6. 5 Minute Yoga Workouts
This simple iOS app offers quick poses for beginners with clear photos and descriptions. You can use the built-in timer to track the sequence time and create quick, effective flows.
7. Yoga Sequencing Assistant
This free app includes over 120 poses and series for beginner, intermediate and advanced. You can build from existing sequences or drag-and-drop poses to create new ones. This app is designed for amateurs and professionals, so it can easily be modified for online yoga teachers.
Top 7 Tips for Sequencing a Yoga Class
- Focus on what you know. Don’t try to insert overcomplicated new poses that you aren’t familiar with. A well-cued simple flow will always be more beneficial than a complicated sloppy one.

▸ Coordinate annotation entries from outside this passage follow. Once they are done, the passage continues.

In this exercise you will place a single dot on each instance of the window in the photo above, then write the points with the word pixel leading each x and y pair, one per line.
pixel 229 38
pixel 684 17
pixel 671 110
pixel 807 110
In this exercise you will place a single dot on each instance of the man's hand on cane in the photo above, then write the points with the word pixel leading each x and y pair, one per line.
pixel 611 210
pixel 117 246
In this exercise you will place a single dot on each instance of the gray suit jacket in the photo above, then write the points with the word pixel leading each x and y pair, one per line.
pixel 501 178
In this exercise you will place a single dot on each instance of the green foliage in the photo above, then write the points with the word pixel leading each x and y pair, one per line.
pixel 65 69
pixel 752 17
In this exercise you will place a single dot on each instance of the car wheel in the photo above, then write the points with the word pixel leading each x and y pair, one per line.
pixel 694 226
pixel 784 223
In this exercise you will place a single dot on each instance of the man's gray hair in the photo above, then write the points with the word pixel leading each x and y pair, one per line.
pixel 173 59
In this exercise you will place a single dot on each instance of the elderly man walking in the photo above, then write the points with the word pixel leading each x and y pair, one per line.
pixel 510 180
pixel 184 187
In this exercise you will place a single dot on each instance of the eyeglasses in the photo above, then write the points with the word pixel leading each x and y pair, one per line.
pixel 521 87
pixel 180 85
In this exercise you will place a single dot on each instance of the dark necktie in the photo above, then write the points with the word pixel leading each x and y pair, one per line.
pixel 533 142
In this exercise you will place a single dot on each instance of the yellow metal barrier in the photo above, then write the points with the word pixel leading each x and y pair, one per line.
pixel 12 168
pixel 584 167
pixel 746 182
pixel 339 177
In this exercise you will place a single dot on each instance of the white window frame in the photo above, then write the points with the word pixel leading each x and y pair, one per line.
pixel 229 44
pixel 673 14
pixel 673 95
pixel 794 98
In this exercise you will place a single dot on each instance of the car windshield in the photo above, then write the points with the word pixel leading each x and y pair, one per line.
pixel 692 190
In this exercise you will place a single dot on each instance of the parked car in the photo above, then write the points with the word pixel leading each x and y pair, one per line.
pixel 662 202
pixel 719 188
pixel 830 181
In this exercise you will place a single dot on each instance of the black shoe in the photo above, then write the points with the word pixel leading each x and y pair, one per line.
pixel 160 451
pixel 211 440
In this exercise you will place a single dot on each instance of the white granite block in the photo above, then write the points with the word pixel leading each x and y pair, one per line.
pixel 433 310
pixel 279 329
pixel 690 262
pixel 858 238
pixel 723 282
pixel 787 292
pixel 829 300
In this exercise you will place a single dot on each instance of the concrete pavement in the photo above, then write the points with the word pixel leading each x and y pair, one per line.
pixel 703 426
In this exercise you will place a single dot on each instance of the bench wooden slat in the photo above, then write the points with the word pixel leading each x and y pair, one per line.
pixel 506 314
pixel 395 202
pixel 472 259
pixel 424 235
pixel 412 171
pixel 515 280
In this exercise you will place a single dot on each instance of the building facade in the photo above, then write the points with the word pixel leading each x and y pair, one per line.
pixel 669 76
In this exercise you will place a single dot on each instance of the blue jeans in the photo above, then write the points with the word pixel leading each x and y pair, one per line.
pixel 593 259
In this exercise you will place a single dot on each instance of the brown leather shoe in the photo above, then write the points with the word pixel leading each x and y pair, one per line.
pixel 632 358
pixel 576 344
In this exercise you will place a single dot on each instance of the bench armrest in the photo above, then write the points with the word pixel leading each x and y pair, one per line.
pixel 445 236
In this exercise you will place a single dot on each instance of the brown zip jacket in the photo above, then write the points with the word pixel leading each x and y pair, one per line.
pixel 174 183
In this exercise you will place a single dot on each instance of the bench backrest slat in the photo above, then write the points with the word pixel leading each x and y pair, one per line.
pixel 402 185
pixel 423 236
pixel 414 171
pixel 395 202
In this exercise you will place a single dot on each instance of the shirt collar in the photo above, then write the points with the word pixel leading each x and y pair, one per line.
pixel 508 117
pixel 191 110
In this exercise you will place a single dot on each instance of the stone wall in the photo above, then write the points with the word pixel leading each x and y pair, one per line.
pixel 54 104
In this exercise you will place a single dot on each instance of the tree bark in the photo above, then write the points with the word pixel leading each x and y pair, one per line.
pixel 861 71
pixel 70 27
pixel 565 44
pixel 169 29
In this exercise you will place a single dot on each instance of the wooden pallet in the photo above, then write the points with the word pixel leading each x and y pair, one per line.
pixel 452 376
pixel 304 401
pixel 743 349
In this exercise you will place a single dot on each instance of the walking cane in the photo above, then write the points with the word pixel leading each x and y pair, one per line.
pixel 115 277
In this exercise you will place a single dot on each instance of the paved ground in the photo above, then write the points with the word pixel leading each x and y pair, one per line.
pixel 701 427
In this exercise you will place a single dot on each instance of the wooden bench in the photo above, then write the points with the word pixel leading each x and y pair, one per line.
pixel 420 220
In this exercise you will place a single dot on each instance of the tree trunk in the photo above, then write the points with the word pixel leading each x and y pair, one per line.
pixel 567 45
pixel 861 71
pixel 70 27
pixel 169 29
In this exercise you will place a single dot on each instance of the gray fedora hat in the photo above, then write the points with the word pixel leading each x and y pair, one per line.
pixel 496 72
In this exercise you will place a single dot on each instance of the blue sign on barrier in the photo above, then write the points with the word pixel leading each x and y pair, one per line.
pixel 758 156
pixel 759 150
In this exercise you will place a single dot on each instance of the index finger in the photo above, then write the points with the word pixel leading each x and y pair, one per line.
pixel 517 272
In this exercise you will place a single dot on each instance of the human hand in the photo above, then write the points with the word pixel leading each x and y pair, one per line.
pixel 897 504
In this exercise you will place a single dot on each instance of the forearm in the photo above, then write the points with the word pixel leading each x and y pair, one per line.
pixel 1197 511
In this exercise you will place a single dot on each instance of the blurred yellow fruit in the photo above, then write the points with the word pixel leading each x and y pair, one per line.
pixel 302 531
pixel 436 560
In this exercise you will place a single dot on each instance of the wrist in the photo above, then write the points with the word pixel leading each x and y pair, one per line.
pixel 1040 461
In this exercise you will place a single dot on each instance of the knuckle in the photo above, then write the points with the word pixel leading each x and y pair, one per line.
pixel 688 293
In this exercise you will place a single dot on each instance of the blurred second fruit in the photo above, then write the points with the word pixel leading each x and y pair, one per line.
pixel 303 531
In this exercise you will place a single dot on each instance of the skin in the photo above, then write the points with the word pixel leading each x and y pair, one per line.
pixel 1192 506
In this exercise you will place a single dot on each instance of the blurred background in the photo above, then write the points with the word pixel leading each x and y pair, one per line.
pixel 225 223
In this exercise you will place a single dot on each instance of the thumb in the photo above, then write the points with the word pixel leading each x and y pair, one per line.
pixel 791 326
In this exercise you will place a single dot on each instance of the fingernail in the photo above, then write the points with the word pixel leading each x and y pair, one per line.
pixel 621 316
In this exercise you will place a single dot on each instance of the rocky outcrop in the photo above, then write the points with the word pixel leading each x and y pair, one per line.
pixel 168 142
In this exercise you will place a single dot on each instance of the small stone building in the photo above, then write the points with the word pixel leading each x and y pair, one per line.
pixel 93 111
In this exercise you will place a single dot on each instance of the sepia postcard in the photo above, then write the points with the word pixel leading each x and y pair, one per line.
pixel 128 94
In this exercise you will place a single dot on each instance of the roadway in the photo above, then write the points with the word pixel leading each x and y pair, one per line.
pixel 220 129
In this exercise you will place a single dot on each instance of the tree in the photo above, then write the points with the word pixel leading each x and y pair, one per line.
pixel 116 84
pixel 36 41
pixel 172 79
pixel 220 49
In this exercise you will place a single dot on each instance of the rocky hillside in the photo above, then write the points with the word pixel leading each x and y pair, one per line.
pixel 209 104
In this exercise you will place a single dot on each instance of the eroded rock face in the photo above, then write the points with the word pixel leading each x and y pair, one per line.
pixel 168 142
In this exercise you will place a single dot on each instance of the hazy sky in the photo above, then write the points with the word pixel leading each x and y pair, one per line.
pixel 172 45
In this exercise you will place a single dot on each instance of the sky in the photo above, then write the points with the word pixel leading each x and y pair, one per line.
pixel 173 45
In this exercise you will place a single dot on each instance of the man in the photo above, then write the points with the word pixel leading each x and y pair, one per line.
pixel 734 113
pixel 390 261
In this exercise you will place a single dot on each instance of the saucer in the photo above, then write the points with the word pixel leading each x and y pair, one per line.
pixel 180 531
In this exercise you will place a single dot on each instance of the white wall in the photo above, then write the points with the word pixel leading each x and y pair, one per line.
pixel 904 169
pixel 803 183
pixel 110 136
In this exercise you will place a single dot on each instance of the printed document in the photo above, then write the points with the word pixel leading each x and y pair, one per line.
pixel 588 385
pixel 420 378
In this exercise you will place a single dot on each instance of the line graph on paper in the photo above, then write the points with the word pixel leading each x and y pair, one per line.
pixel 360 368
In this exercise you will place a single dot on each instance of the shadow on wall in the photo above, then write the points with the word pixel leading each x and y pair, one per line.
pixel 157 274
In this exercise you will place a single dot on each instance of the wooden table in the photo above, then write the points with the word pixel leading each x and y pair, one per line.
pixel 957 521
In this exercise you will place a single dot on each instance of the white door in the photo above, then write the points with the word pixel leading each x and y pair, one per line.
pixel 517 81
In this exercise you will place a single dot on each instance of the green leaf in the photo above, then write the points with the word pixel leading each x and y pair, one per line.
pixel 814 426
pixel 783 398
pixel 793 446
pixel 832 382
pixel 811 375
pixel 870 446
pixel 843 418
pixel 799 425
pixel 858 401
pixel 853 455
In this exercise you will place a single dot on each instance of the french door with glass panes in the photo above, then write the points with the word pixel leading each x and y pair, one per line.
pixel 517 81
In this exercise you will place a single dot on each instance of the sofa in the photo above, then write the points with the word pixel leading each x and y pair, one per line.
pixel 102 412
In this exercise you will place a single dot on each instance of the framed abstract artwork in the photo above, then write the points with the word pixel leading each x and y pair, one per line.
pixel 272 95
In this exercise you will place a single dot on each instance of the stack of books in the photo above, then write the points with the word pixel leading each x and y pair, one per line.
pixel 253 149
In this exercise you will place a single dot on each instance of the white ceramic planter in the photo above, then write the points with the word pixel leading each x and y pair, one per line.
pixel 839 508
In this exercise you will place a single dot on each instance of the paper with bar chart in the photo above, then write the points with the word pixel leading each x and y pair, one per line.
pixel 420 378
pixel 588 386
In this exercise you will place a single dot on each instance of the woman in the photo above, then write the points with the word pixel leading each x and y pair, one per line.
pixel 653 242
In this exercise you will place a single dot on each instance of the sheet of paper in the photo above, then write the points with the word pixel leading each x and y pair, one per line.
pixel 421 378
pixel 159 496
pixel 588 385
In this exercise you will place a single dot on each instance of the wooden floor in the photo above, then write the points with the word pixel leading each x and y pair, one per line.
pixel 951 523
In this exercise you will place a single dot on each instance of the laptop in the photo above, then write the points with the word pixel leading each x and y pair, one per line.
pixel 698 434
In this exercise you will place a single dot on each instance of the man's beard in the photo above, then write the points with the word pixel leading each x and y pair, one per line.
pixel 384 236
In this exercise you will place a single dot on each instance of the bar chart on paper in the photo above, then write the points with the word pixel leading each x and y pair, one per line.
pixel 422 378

- When in doubt, follow the standard format of sitting poses, standing poses, prone poses (belly down), and then supine poses (back down).
- Ease into peak poses like intense hip or back openers. Always start soft and easy to ensure your students are thoroughly warmed up.
- Time yourself performing a sequence to make sure that you aren’t holding poses for too long or too short of a time.
- Practice cues aloud in the mirror, or ideally with a trusted friend. If you want to offer hands-on adjustments, be sure to practice these on a fellow teacher before trying with students.
- Set one or two central goals for each sequence. For example, hip-opening and stress relief would be two easily accomplished focus goals for a 30 minute class.
- Sketch out a general idea of your sequence before inputting into an app. It’s nice to know where you’re going
Sequence building is a rewarding and creative effort that I sincerely hope you learn to enjoy! It is one of the greatest forms of expression for a yoga teacher. Make it your own!